The administration is hailing September's consumer price index, which shows that during 1982 prices may rise less than in any year since 1972. But along with Tuesday's good news on inflation came word that during September, production workers' wages after adjustment for inflation continued to fall, by 0 .3 percent. Meanwhile, unemployment remains at record levels and the stock market is trying to recover from its biggest one-day dip since 1929.
With the US economy in the doldrums, upward pressure on consumer prices is clearly ebbing.

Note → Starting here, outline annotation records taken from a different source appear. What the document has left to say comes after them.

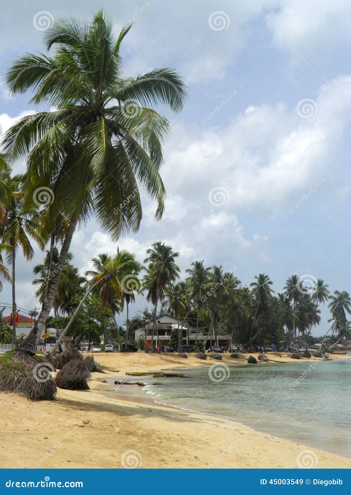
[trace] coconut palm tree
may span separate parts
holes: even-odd
[[[255,278],[256,280],[251,282],[250,284],[250,287],[253,288],[251,290],[251,295],[254,297],[256,309],[255,313],[255,316],[252,320],[249,343],[251,342],[254,326],[256,322],[256,317],[257,316],[259,308],[265,304],[268,297],[271,294],[274,293],[274,291],[270,287],[270,286],[273,284],[273,282],[269,278],[268,275],[266,275],[265,273],[260,273],[258,276],[256,275]]]
[[[16,59],[5,76],[13,95],[32,92],[32,104],[44,102],[53,111],[19,119],[7,132],[4,151],[12,160],[25,160],[25,200],[49,187],[51,216],[69,219],[59,262],[36,327],[20,350],[33,351],[56,296],[72,236],[78,224],[94,214],[114,241],[142,216],[141,185],[156,200],[155,218],[164,208],[165,189],[159,173],[168,120],[148,105],[164,104],[175,112],[187,97],[181,77],[158,69],[136,79],[122,73],[121,43],[132,27],[118,37],[102,10],[91,21],[55,19],[44,33],[51,56],[28,53]]]
[[[175,261],[176,258],[179,256],[179,253],[175,252],[172,246],[167,246],[165,243],[161,243],[160,241],[154,243],[151,248],[146,250],[146,254],[148,256],[144,260],[144,263],[148,263],[149,265],[147,268],[145,268],[146,274],[144,278],[143,286],[147,291],[146,300],[151,302],[154,306],[152,314],[146,331],[147,333],[151,322],[153,319],[151,338],[152,349],[155,328],[158,343],[159,343],[158,332],[156,324],[157,305],[160,302],[162,305],[165,297],[166,288],[178,278],[180,269]],[[146,344],[145,348],[145,351],[147,352]]]
[[[333,322],[333,324],[323,338],[321,349],[330,330],[332,330],[331,337],[336,332],[337,335],[340,333],[347,324],[347,315],[351,314],[351,297],[349,293],[346,291],[342,292],[334,291],[334,295],[330,297],[331,301],[328,306],[332,314],[332,317],[328,322]]]
[[[33,268],[35,275],[40,277],[35,279],[32,282],[33,285],[39,286],[36,295],[43,303],[47,290],[47,281],[51,280],[55,271],[59,258],[58,249],[56,246],[52,249],[45,251],[46,255],[44,263],[36,265]],[[55,318],[58,316],[59,308],[64,313],[71,314],[73,312],[72,304],[77,296],[82,295],[83,284],[86,283],[87,279],[79,275],[78,269],[69,263],[73,256],[69,252],[63,268],[62,275],[58,284],[57,292],[54,300],[53,308]]]
[[[315,302],[315,308],[314,309],[314,316],[317,313],[317,310],[318,308],[318,303],[324,304],[330,297],[330,293],[328,290],[328,288],[329,286],[327,284],[324,284],[324,281],[322,279],[318,279],[317,281],[317,284],[314,287],[314,290],[312,294],[311,299],[312,301]],[[308,345],[308,339],[309,338],[309,335],[311,333],[311,330],[312,330],[312,325],[313,324],[313,322],[314,320],[314,317],[312,319],[312,321],[311,324],[309,326],[309,329],[308,330],[308,333],[307,334],[307,337],[306,337],[306,350],[307,352],[307,349]]]
[[[124,302],[126,302],[127,345],[129,330],[128,307],[130,302],[134,300],[134,292],[138,292],[140,289],[140,283],[138,276],[142,265],[136,260],[135,254],[127,249],[120,250],[119,248],[117,248],[115,256],[99,254],[97,258],[93,259],[92,262],[96,271],[88,271],[86,275],[92,276],[89,282],[90,285],[98,283],[95,292],[101,297],[105,308],[111,309],[114,315],[116,311],[123,309]],[[118,309],[116,301],[119,305]],[[114,318],[114,321],[116,323]],[[117,327],[116,331],[118,331]],[[105,335],[105,341],[106,337]]]
[[[186,279],[190,291],[190,298],[196,306],[196,336],[195,341],[197,342],[199,332],[199,317],[200,310],[203,303],[203,298],[206,296],[206,293],[210,285],[210,269],[205,268],[204,266],[204,260],[202,261],[193,261],[190,266],[187,268],[185,272],[189,274]]]
[[[315,307],[308,294],[303,296],[297,311],[296,316],[298,320],[297,328],[300,333],[304,337],[307,328],[312,328],[312,325],[319,325],[320,323],[320,311]],[[307,350],[307,346],[306,345]],[[297,345],[299,348],[299,344]]]
[[[293,275],[289,277],[285,282],[285,286],[284,288],[285,294],[290,301],[292,300],[294,303],[293,308],[293,332],[294,339],[296,338],[296,325],[295,324],[295,317],[297,310],[297,304],[301,300],[303,292],[302,292],[299,283],[299,277],[296,275]],[[290,343],[292,341],[291,336],[290,336]]]
[[[12,313],[16,311],[16,256],[21,248],[25,259],[31,260],[34,255],[34,250],[30,243],[30,238],[41,246],[43,240],[39,228],[38,216],[32,206],[25,204],[23,194],[18,192],[18,188],[23,177],[16,176],[9,178],[8,187],[11,191],[7,206],[6,209],[6,223],[2,233],[2,243],[7,246],[7,261],[11,264],[12,286]],[[12,348],[17,345],[16,338],[16,318],[13,318],[12,325]]]
[[[184,291],[184,286],[180,282],[170,284],[165,291],[164,305],[167,307],[167,311],[178,320],[178,352],[181,351],[182,328],[179,327],[179,317],[186,312],[188,300]]]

And economists see little chance that inflation will reignite in 1983.
''Inflation is still very much on the descent,'' says Irwin Kellner, senior vice-president and chief economist at Manufacturers Hanover Trust Company. ''And there are many more months of good numbers ahead before there is any threat of bad numbers.''
Consumer prices rose only 0.2 percent in September, the Labor Department says , which works out to a seasonally adjusted annual rate of 2.1 percent. For the year to date, prices have risen 4.8 percent.
Inflation reports for the rest of 1982 could be even better, some economists say, as declines in home prices and mortgage rates are factored into the consumer price index.

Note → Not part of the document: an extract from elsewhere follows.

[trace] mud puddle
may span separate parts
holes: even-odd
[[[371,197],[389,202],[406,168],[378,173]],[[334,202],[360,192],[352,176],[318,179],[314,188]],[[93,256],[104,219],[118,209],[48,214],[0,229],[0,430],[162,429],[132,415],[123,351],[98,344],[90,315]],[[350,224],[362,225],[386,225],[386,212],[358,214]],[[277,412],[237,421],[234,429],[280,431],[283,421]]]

''As we move through November and December the [inflation] rate could be close to zero,'' notes Ted Gibson, vice-president and senior economist at Crocker National Bank in San Francisco. As a result, the inflation rate for all of 1982 could drop below 4.8 percent. The last time that happened was in 1972, when prices rose 3.4 percent.
President Reagan was quick to take credit for the inflation outlook. Before leaving Washington for a campaign trip to North Carolina, the President told reporters, ''Since all of you seem to feel I'm to blame for unemployment, I'll take the credit for this.''
House Speaker Thomas P. O'Neill Jr. said the consumer price figure ''is nothing to brag about. It is the direct result of the worst recession since the 1930s. Of course prices are not rising as fast as they were; no one is buying anything.''
Even the President's supporters are not sure what impact the improved inflation picture will have on the congressional elections. ''The political signficance of the trend is difficult to assess,'' says Jerry Jasinowski, chief economist of the National Association of Manufacturers, a business group that supports Reaganomics. ''Polls continue to show that two-thirds of the people don't recognize there has been a change in inflation.''
Lower inflation has already been factored into Wall Street's investment strategy. So the most recent inflation data are not expected to have a significant effect on the stock market correction which began Monday when the Dow Jones industrial average dropped 38.33 points, its biggest one-day decline since 1929. The drop represented about 3.5 percent of the market's total value, compared with 12.82 percent on ''black Monday,'' Oct. 28, 1929. Yesterday, stock prices were also moving down substantially.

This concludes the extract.